Definitions of poetry are probably as numerous as its readers. What distinguishes the poet from the mere versifier is not excellence of rhyme and meter but the luminous ideation he conveys. Impelled by an inner urgency to share the sublimity of his vision of truth, the poet can but strike a chord, whose resonance he alone can hear; the reader must respond with his own inner harmonies attuned to the inexpressible import within the words. One may find Traherne's poems of less than perfect form, but a supernal awareness implicit within them is potent and sincere, evoking a remembrance of each reader's own most treasured moment.

Recalling his childhood, Traherne wrote: "My knowledge was Divine. I knew by intuition those things which since my Apostasy, I collected again by the highest reason" (Centuries, III, 2).

This inner sensitivity is the subject of the poem "Sight":

Mine Infant-Ey
Abov the Sky
Discerning endless Space,
Did make me see
Two Sights in me,
Three Eys adorn'd my Face:
Two Luminaries in my Flesh
Did me refresh;
But one did lurk within,
Beneath my Skin,
That was of greater Worth than both the other;
For those were Twins; but this had ne'r a Brother.

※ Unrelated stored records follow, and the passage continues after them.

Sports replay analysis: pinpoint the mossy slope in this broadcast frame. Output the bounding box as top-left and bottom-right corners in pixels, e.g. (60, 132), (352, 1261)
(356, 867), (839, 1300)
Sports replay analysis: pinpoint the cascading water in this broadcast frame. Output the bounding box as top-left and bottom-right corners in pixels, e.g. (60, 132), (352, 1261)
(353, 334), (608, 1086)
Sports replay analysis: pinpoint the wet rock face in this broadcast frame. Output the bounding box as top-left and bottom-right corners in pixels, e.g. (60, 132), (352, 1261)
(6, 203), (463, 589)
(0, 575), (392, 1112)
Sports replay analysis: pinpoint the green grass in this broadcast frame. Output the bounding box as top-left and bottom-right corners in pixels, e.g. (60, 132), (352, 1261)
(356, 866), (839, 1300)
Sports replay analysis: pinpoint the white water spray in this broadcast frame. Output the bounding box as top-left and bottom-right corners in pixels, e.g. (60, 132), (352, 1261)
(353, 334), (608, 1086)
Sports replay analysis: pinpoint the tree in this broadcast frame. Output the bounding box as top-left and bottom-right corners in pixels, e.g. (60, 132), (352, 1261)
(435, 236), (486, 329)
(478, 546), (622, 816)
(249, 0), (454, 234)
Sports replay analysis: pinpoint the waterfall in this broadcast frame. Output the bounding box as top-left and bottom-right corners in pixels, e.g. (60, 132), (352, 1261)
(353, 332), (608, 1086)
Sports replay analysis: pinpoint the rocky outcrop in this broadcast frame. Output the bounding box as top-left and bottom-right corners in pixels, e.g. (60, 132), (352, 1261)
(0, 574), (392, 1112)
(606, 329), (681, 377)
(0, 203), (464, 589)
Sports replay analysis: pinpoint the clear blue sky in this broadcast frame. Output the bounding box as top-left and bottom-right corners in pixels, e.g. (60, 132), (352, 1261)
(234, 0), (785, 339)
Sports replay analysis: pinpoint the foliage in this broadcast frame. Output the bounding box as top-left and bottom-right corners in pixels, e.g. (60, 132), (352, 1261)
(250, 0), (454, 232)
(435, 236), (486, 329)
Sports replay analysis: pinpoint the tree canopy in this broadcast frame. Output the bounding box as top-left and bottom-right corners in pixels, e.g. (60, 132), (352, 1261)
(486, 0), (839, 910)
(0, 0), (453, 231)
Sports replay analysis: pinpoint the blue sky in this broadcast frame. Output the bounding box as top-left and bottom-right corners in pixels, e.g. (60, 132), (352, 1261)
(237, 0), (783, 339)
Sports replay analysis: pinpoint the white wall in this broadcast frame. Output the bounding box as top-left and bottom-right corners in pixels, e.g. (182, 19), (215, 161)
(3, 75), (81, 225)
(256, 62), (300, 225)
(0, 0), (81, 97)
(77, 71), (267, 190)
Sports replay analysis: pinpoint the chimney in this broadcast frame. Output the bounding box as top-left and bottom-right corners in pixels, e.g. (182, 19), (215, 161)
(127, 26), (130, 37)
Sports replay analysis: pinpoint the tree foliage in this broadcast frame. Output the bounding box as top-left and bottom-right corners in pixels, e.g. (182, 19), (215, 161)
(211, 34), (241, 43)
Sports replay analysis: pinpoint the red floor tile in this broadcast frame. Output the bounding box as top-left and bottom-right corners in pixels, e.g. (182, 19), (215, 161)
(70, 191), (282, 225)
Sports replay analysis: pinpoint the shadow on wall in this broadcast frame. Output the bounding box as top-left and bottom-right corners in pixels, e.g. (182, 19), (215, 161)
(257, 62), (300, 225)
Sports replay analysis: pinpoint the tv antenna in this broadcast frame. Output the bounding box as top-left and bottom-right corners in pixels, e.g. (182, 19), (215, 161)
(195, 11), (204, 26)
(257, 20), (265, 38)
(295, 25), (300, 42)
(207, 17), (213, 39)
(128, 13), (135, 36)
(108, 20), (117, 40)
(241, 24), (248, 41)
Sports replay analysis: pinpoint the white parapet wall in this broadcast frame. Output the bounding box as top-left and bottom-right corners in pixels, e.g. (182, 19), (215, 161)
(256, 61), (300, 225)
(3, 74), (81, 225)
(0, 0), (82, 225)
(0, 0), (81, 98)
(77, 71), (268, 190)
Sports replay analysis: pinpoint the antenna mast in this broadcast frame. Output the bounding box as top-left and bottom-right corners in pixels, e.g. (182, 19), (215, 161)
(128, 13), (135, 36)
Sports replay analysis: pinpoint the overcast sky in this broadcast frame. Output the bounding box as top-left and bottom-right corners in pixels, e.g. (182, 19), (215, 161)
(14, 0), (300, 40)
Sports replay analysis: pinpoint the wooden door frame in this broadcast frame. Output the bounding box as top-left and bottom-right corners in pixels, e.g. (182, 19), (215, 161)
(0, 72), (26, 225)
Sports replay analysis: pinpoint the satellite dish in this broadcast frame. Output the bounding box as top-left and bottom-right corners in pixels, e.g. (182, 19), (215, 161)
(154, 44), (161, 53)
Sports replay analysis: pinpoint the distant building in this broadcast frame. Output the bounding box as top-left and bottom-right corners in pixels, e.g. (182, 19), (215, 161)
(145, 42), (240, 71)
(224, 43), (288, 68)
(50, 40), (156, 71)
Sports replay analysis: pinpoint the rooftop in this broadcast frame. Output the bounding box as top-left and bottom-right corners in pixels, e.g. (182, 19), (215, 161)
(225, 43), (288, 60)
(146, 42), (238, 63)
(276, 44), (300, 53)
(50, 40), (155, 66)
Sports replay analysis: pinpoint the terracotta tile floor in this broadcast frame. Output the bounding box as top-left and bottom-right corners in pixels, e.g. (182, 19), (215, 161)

It is tempting to multiply quotations on a wide variety of subjects that occupied the fertile mind of Thomas Traherne. The very discovery and identification of some of his writings make intriguing history, wherein many people were involved as well as curious coincidences and ingenious detective work. Bertram Dobell in his excellent introduction to The Poetical Works relates the serendipitous purchase by a scholar in the late 1890s of two manuscripts from a street barrow, "that last hope of books and manuscripts in danger of being consigned to the waste-papermills," their ascription to another author, and the fortuitous sequence of events which eventually led to their identification as the work of Thomas Traherne. It has been three centuries since the death of this almost unknown young mystic, which has made research into his life and writings an unusually difficult undertaking. Whether or not during his lifetime he had ever received credit for his enthusiastic expressions of the vision he perceived within the beauties and harmonies of the natural world, the stream of thought from which he drank has continued to flow through the consciousness of mankind. Our own times are no less obstreperous to the gentler influences he exerted, yet there is clearly today a receptivity that allows more open expression of the ideals of human growth and perfectibility.